A.B. Med. Servs., PLLC v American Tr. Ins. Co., 2012 NY Slip Op 50076(U)(App. Term 2d Dept. 2012)
This case in many ways represents the shuffelling of too many papers. There is an interesting take from this case:
“The District Court granted leave to renew based on plaintiffs’ purported “new facts.” However, the “new facts” offered in support of renewal were in the form of a letter from plaintiffs’ counsel to the Board, requesting that the Board schedule a hearing pursuant to the District Court’s July 21, 2008 order, and a letter from the Board’s General Counsel to plaintiffs’ counsel which was not responsive to plaintiffs’ counsel’s letter, did not refer to the instant case, and, in fact, referred to a different letter from plaintiffs’ counsel. There was nothing in plaintiffs’ submissions to indicate any personal knowledge that a proper application for workers’ compensation benefits had been made by plaintiffs’ assignor, or that the Board had actually rejected such application.
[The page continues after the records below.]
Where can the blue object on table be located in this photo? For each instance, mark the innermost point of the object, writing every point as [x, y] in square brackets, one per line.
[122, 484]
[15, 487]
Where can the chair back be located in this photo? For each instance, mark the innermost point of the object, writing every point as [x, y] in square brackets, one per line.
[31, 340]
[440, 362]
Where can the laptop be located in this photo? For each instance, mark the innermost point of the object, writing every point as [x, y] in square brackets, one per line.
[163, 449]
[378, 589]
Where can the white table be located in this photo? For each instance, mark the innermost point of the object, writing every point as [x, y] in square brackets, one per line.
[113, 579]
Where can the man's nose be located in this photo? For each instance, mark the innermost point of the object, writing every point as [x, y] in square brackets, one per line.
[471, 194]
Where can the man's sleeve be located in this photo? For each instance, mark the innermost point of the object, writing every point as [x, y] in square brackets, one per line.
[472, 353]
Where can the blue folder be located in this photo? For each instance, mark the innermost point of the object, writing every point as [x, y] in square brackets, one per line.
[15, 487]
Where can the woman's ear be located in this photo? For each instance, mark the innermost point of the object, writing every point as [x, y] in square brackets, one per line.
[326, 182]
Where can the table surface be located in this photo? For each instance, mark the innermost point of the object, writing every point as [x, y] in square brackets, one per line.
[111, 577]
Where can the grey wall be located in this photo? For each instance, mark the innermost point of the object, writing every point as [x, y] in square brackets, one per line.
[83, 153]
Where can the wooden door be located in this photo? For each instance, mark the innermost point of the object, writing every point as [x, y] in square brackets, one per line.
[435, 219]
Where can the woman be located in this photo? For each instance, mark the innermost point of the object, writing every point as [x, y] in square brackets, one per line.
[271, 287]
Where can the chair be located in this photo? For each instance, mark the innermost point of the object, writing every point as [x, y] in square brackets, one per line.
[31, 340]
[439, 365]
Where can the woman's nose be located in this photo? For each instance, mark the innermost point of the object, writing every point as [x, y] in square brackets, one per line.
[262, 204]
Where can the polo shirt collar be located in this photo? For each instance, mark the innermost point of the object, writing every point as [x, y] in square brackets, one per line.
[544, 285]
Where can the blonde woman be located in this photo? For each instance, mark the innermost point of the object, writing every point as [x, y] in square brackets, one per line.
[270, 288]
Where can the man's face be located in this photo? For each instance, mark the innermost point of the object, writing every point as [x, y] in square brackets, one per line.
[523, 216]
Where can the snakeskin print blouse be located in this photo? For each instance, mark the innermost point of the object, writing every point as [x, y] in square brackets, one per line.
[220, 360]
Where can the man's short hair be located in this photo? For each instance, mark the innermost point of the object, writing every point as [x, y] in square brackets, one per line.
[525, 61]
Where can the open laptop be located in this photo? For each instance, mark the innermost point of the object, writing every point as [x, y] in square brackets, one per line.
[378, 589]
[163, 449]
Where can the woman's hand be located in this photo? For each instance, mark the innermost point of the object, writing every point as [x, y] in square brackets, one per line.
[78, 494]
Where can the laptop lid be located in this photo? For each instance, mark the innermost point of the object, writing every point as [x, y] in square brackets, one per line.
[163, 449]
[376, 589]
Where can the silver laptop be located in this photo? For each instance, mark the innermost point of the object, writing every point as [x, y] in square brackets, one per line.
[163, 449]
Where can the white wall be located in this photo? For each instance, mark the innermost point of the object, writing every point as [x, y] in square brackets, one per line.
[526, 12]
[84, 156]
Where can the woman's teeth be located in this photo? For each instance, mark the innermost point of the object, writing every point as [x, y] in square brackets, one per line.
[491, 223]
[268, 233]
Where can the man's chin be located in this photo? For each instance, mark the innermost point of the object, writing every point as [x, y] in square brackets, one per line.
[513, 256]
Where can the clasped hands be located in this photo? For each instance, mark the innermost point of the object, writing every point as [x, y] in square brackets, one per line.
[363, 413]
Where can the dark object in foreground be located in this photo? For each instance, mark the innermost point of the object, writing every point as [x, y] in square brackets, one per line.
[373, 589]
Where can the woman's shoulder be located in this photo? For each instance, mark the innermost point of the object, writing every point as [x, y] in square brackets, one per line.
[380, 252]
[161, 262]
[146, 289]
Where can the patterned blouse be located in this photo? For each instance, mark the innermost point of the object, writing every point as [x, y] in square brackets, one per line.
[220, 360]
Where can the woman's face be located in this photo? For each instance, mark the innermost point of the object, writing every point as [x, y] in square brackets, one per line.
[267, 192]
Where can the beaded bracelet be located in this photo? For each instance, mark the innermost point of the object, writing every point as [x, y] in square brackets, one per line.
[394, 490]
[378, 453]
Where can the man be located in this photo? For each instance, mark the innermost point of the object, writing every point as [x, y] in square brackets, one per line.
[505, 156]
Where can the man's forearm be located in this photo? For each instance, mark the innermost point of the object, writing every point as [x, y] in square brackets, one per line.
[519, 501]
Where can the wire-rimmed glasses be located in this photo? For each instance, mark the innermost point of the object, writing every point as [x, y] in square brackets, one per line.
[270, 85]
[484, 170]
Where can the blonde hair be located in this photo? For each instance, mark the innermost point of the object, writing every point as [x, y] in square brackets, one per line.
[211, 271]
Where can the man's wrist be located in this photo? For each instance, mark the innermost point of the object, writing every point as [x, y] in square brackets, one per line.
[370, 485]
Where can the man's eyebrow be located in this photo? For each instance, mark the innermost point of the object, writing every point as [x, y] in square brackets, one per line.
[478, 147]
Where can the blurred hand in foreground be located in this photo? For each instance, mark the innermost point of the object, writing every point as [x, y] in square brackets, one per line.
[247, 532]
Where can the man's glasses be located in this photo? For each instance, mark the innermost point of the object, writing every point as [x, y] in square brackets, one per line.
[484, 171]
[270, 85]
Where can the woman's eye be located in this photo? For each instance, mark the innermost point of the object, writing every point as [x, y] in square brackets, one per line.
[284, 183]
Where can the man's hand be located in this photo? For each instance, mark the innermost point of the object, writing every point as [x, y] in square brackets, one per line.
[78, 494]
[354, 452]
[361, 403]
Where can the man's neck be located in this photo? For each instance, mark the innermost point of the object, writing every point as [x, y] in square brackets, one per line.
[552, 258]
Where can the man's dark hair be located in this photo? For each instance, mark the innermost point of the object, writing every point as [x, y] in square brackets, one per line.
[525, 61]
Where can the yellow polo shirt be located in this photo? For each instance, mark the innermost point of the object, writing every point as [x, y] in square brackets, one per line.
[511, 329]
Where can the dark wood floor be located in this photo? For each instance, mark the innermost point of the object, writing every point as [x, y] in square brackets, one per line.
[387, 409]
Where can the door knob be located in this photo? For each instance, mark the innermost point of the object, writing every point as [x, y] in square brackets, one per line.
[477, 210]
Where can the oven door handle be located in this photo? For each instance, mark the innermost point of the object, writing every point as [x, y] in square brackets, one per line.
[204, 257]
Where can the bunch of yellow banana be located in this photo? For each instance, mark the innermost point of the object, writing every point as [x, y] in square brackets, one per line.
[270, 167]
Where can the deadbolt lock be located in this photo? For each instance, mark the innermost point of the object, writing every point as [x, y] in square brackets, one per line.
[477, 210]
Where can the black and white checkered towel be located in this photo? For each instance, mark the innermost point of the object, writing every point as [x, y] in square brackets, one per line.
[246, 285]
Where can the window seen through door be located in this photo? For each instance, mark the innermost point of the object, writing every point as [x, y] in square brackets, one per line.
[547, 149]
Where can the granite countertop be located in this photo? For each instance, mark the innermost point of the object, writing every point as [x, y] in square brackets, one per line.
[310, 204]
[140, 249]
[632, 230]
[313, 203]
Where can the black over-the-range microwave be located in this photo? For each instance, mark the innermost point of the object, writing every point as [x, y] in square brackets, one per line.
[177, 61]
Accordingly, leave to renew should have been denied, and the District Court improvidently exercised its discretion in granting plaintiffs’ motion.”
Perhaps this is nothing earth shattering. But, what I find interesting is that the Court has now laid out a road map of what is necessary to comply with the “prompt application” requirement that the Appellate Term has laid out.